Japan is expected to rise to the top 3 military powers in the next 5 years. after only the United States-China

arm-technology.com Military technology specialist media expect the next 5 years that #Japan will rise to the top 3 military powers after only the US-China But will ‘bilateral’ cooperation be responsible for world security -wide?

Military technology columnist Andrew Salerno-Garthwaite estimates that if Japan meets its budget targets in the next five years, it will move from political power The 5th or 7th strongest military in terms of defense spending budget, in the that order. It rose to third place in the world, behind only the United States and China.

According to GlobalData, Japan’s defense spending is expected to increase from $53.1 billion next year to $70.4 billion in 2027, an annual growth of 7.3%.
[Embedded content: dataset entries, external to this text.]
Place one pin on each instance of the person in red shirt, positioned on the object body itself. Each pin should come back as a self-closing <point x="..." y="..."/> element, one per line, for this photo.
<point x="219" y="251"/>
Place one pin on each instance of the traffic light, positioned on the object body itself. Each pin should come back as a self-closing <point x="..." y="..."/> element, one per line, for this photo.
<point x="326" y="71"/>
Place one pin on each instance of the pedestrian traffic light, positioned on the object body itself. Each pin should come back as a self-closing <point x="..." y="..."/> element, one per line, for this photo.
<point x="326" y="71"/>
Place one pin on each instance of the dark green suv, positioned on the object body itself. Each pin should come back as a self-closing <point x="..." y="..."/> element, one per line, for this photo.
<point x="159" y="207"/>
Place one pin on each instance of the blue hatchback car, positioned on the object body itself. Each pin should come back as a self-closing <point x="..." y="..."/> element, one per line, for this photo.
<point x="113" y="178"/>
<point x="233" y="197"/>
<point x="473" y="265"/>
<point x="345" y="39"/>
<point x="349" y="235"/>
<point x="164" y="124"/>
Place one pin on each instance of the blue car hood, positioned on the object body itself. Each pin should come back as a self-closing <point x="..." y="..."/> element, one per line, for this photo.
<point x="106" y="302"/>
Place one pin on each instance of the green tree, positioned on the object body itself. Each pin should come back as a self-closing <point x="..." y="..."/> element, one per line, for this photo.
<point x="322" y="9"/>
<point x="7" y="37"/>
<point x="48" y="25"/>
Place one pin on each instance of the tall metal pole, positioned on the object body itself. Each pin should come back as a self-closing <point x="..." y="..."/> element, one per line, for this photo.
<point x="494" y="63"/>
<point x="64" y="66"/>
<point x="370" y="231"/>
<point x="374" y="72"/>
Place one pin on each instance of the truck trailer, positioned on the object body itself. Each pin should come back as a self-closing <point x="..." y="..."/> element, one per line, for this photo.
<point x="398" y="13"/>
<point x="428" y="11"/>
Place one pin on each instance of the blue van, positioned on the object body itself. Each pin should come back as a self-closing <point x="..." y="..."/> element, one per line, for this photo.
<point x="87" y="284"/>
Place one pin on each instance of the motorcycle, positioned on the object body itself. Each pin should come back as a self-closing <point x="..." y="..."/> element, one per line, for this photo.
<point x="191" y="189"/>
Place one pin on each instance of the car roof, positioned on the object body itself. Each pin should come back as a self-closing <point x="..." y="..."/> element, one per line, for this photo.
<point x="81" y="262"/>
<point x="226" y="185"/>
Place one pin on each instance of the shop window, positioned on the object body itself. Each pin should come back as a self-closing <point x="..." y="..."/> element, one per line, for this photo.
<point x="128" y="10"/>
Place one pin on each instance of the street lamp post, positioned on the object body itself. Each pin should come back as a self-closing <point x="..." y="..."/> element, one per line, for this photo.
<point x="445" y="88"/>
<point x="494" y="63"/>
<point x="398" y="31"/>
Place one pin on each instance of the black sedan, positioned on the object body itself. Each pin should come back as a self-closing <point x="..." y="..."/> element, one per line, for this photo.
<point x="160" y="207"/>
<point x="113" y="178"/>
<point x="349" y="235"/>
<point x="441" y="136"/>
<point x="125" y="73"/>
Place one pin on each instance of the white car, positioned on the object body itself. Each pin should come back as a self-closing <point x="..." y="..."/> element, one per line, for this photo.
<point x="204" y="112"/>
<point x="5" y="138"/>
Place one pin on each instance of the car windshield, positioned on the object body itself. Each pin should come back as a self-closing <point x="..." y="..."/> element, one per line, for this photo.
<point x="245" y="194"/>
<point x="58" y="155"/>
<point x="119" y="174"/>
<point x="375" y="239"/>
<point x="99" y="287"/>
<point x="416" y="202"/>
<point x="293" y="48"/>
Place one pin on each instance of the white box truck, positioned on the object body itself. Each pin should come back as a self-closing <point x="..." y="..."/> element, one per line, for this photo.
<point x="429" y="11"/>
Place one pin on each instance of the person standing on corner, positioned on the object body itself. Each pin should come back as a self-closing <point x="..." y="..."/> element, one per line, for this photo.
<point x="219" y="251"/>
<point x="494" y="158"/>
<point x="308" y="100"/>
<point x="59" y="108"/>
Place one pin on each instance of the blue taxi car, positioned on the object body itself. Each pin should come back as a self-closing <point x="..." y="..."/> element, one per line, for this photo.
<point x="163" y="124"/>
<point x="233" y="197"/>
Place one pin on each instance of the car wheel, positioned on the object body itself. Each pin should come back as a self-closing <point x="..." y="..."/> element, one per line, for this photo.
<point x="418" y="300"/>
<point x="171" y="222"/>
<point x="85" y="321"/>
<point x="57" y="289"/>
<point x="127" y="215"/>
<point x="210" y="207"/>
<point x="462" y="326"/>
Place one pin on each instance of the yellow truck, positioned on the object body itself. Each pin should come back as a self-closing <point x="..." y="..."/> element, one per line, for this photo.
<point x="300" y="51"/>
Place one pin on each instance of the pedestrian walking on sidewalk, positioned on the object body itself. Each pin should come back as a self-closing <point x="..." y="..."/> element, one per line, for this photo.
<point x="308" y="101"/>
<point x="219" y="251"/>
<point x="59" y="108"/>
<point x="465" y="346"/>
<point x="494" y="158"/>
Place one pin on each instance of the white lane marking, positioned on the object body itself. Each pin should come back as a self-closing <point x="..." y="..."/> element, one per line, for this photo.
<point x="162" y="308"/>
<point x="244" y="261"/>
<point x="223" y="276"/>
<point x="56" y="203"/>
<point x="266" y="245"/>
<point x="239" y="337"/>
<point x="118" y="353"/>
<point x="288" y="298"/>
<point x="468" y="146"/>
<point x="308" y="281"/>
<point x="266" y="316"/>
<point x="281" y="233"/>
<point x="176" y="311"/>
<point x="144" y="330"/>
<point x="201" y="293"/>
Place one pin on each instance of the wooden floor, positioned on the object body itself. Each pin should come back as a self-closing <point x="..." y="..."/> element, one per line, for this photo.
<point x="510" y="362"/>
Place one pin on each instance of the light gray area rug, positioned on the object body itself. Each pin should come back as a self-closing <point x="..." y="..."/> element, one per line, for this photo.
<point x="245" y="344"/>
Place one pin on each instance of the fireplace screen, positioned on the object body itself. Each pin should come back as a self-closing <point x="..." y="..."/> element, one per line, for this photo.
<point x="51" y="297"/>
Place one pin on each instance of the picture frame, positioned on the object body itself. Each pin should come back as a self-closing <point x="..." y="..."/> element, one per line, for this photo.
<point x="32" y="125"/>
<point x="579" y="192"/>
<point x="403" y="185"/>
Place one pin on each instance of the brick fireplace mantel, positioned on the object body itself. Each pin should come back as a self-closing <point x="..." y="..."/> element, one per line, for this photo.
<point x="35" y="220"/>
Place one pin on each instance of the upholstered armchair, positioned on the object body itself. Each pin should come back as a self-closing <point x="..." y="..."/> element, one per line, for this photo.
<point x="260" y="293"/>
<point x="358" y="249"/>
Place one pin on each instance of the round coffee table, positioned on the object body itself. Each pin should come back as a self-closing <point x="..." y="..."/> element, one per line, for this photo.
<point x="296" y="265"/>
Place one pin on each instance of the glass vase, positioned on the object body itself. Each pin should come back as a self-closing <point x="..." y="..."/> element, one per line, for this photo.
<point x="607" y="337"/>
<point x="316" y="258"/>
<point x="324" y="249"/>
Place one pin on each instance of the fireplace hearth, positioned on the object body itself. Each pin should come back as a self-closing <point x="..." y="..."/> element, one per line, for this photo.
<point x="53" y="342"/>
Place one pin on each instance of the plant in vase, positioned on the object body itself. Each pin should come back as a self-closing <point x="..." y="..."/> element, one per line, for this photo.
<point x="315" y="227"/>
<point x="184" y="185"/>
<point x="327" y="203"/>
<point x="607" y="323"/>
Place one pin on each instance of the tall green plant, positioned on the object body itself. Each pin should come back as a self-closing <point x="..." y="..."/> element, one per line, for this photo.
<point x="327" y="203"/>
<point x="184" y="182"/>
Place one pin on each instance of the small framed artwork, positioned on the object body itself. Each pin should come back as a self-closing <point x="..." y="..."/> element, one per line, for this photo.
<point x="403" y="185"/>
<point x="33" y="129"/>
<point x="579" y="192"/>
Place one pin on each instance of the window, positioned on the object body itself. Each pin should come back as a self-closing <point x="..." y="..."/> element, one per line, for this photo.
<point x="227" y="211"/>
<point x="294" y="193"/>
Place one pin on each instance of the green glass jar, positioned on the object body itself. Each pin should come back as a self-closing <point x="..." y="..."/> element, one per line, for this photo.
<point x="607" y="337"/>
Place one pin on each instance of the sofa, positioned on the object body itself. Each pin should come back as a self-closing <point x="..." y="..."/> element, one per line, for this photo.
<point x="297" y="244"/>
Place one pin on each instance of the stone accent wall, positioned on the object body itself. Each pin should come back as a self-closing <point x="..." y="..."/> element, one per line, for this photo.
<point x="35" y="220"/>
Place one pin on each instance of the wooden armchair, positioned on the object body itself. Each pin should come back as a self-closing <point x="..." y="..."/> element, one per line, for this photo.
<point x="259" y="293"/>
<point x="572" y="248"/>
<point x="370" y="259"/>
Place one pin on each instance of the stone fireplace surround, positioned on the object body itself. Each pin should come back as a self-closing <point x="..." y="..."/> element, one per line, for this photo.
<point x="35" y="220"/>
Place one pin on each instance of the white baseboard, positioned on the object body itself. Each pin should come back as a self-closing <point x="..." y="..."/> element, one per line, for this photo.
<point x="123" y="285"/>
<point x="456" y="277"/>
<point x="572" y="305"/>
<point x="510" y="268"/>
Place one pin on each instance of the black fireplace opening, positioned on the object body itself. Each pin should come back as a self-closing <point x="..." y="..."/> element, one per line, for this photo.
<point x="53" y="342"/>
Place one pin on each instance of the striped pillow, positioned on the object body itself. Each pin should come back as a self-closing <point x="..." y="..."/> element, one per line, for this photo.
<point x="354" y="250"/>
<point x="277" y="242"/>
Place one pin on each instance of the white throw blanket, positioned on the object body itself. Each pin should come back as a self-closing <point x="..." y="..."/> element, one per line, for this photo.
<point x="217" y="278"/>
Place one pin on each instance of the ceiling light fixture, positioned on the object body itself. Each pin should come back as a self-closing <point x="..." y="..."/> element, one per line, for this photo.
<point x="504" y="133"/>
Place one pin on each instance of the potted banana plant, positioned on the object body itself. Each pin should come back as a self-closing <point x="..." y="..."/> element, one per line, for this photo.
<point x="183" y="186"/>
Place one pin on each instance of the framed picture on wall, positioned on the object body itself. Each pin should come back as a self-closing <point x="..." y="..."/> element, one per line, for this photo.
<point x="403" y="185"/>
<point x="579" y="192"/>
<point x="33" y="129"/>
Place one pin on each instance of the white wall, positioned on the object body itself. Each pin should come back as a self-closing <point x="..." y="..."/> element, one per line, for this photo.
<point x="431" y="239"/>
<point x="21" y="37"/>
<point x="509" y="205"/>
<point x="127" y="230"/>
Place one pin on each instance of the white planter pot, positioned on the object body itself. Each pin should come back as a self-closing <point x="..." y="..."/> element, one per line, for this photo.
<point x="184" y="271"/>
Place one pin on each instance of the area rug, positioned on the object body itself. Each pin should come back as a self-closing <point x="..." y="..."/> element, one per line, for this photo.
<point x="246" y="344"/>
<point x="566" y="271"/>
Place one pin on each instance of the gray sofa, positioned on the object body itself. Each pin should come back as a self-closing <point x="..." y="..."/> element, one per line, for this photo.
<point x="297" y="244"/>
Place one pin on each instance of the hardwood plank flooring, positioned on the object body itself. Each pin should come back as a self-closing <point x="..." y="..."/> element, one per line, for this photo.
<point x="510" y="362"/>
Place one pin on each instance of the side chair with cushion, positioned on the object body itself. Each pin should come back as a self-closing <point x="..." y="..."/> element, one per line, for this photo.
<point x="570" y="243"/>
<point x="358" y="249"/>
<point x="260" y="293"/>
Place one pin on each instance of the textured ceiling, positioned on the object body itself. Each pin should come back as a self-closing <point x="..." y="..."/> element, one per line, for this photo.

After the Second World War, Shigeru Yoshida, a Japanese diplomat and politician who served as Prime Minister of Japan from 1946 to 1947 and 1948 to 1954, adopted a policy of ‘parallel hedges’ by promoting relations with China and the United States. Throughout the Cold War successive Prime Ministers of Japan maintained their sovereignty by relying on the United States. It is mainly to support national defense and the economy. with restrictions on expanding their own military power that limit military spending to 1% of GDP

But at the end of the Cold War Tokyo wants to leave the United States. economically increased trade participation with China but at the same time back against deepening relations with Beijing. by strengthening military ties with the United States

At the end of Japan’s hedging era “Japan is not guarding its dependence on the United States. anymore,” said Dr. Christopher Hughes, Professor of Japanese Studies and International Politics. and Vice-Chancellor of the University of Warwick He said in an online discussion with the East-West Center on 7 September.

Japanese policy makers do not recognize the Yoshida doctrine. on economic diplomacy around the world and does not want to rely on the US military as an ongoing strategy to meet the defense and security challenges that Japan faces today.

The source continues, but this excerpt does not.